Le parasite est insatiable ; il cherche à voler non seulement l’or ou le pouvoir, mais l’essence même de la créativité, de la vie et de la mémoire. Son emprise est totale, son appétit sans limites.
Les figures dites reptiliennes ou serpentines sont peut-être des euphémismes pour désigner quelque chose de bien plus effrayant : un opérateur démoniaque, un esprit possédant une chair et un sang pour manipuler des mondes invisibles.
Ces êtres ne rampent pas dans les égouts ; ils s’élèvent depuis les hauteurs de l’influence, la langue argentée de fausses promesses et les yeux brûlants d’un calcul froid.
Contrairement au parasite, ce démon élève son hôte intellectuellement ; il ne se nourrit pas comme une simple tique, mais utilise ses hôtes comme des marionnettes sur une vaste scène. Le parasite reste petit, sauvage, un insecte bureaucratique rongeant la moelle de la société.
Ensemble, ils tissent la toile du contrôle : le démon sous les projecteurs, le parasite dans l’ombre.
L’époque connue sous le nom de Tartaria, également connue comme le règne millénaire de l’harmonie et de l’ordre radieux, n’est pas tombée en ruine à cause d’un effondrement interne, mais à cause d’une subversion occulte externe.
L’équilibre sacré a été brisé, l’histoire réécrite, les monuments effacés. L’Apocalypse 20:7 parle prophétiquement de cette fin : « Et quand les mille ans seront écoulés, Satan sera relâché de sa prison. »
Ce verset fait écho à la libération d’un horribilis, une terreur voilée de subtilité mais d’une portée totale, marquant l’effondrement final de l’âge d’or.
La chute de Tartaria a été officialisée en 1819, mais son effacement s’est étendu sur un siècle, masqué par les guerres, les famines et la distraction de masse.
Cette subversion a nécessité le déplacement de la population, dont l’esprit a été anesthésié par la religion, la peur, la famine et le spectacle incessant du pain et des jeux.
L’impératif reptilien est singulier : posséder le pouvoir comme une drogue, drainer la source créatrice de l’humanité, la rendre docile et programmable.

Cette invasion s’est déroulée en trois vagues distinctes, chacune marquée par une utilisation ritualisée de masques et un contrôle cérémoniel.
La première vague, en 1819, a été le premier effondrement de la Tartarie, une grande panne spirituelle et technologique. Le masque était alors celui du mythe et de la mémoire ; la vérité était fragmentée et enfouie sous de nouveaux calendriers et des langues modifiées.

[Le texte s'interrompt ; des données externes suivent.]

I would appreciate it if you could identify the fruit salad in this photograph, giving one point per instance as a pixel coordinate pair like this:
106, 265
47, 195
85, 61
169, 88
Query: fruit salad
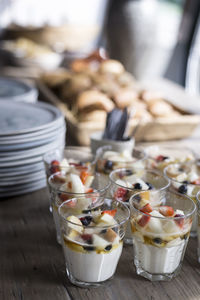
110, 160
76, 183
92, 240
185, 179
126, 182
160, 232
158, 157
67, 159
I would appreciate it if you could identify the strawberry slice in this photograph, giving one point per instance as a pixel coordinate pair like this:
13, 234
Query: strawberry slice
147, 208
197, 181
83, 176
111, 212
144, 220
166, 211
179, 222
121, 194
55, 163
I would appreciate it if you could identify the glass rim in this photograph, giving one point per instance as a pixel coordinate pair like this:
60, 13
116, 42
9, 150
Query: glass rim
102, 149
92, 226
147, 171
165, 218
170, 148
174, 180
108, 183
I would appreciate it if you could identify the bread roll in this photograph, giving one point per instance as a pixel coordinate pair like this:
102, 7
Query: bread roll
94, 100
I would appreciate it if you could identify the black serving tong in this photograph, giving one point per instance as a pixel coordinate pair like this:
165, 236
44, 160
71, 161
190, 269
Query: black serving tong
116, 124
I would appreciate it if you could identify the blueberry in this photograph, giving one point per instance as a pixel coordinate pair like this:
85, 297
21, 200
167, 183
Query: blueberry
138, 198
86, 220
185, 181
89, 248
157, 241
129, 173
108, 248
108, 165
149, 185
137, 186
182, 189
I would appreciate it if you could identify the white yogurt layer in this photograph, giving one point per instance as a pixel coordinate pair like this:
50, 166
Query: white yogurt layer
198, 238
155, 260
91, 266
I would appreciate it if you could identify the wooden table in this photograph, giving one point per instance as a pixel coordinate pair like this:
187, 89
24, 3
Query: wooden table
32, 264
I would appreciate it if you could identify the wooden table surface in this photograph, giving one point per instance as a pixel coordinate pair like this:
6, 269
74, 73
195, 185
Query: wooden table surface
32, 264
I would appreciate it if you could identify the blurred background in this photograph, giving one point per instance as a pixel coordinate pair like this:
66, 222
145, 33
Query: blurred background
152, 38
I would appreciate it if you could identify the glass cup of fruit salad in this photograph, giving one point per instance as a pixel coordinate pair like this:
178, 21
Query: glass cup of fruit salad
76, 183
198, 225
108, 159
126, 182
63, 159
185, 179
92, 239
158, 157
160, 232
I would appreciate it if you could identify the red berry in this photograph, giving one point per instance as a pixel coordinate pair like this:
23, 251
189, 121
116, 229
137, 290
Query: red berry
144, 220
180, 221
166, 211
147, 208
121, 194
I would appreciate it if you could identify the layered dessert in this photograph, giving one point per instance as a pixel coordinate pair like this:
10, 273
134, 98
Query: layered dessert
76, 183
185, 179
92, 242
67, 159
126, 182
160, 234
160, 157
110, 160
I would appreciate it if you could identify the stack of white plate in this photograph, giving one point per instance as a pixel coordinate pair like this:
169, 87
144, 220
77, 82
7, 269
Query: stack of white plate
27, 132
12, 89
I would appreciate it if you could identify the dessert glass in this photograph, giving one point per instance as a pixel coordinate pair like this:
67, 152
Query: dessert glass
198, 225
92, 239
58, 193
127, 182
55, 161
185, 179
107, 159
160, 232
158, 157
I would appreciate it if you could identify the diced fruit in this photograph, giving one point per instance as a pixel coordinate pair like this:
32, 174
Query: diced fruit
87, 238
110, 235
111, 212
73, 234
144, 220
166, 211
179, 221
83, 176
121, 194
99, 241
182, 189
55, 163
147, 208
108, 165
160, 158
89, 181
75, 223
89, 190
86, 220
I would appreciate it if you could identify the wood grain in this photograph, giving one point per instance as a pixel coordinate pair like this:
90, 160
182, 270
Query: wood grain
32, 263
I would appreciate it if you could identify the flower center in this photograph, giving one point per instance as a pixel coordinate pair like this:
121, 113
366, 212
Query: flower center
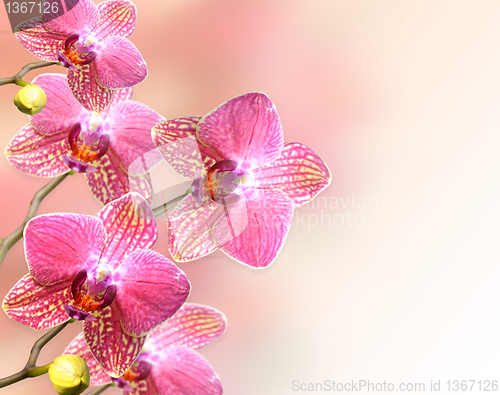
88, 151
91, 293
77, 50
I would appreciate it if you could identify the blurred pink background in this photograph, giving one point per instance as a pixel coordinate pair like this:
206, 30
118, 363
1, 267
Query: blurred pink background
393, 274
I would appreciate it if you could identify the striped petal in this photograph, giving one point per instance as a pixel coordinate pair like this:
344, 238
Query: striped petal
78, 347
245, 129
150, 290
269, 213
117, 18
38, 40
87, 91
62, 110
129, 225
129, 125
38, 155
59, 245
176, 141
119, 64
113, 349
189, 229
110, 182
298, 172
192, 326
182, 371
80, 19
38, 306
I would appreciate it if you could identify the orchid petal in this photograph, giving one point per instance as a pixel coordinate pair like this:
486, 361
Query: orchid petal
110, 182
150, 290
78, 347
59, 245
129, 126
62, 110
269, 213
113, 349
245, 129
119, 64
192, 326
182, 371
189, 229
38, 155
40, 42
129, 225
38, 306
87, 91
176, 141
80, 19
298, 171
117, 18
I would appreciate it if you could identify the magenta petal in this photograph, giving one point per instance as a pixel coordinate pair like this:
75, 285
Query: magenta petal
150, 290
59, 245
129, 125
176, 141
298, 171
38, 155
109, 168
189, 229
87, 91
192, 326
269, 213
245, 129
80, 20
40, 42
119, 64
62, 109
117, 18
129, 225
38, 306
80, 348
181, 371
113, 349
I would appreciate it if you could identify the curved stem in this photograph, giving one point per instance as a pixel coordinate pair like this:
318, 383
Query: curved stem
7, 243
24, 71
30, 370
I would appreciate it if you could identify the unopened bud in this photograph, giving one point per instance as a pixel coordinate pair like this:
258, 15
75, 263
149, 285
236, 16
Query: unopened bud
69, 374
31, 99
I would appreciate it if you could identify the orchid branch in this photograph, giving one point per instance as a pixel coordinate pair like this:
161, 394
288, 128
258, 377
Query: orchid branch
30, 370
17, 79
8, 242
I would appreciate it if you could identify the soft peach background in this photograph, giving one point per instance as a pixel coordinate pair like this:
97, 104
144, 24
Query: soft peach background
401, 99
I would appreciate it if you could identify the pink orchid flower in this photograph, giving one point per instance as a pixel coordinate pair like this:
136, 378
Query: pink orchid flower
66, 136
100, 270
167, 363
243, 197
91, 42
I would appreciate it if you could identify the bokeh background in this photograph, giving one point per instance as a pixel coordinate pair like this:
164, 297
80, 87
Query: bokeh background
393, 273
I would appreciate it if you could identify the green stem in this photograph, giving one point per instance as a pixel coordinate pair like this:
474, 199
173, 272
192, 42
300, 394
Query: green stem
24, 71
100, 389
38, 370
165, 206
30, 370
8, 242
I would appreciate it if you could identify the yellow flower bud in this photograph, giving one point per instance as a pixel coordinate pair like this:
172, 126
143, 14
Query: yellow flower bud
31, 99
69, 374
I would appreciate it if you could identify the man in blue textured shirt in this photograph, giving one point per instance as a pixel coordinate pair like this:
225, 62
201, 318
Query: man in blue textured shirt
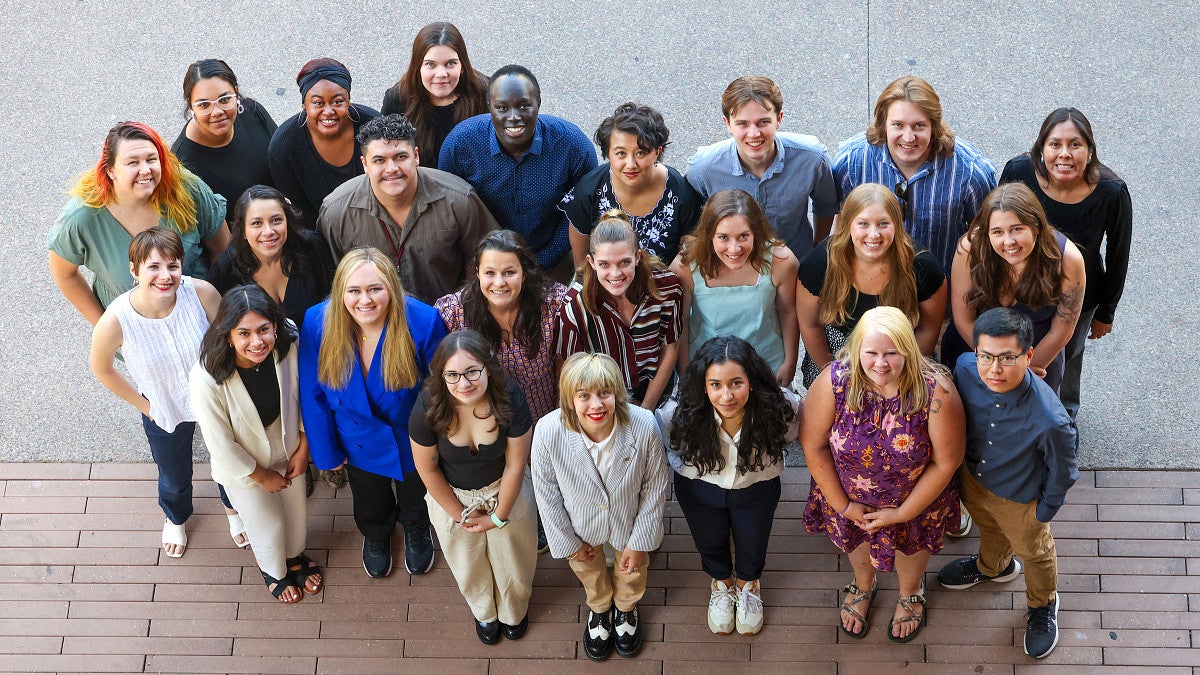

La deuxième vague, un siècle plus tard, en 1919, a suivi les ravages de la Première Guerre mondiale, un conflit lui-même enraciné dans la lutte entre des ruches rivales. Les monarchies ont été renversées, les bureaucraties se sont développées.
Le masque s’est transformé en une architecture de bureau stérile, les cabines bleu sarcelle sont devenues des autels du contrôle. La ruche Sunesi, un organisme de domination psychotechnique, s’est développée dans des couloirs secrets, mécanisant la colonisation de la conscience.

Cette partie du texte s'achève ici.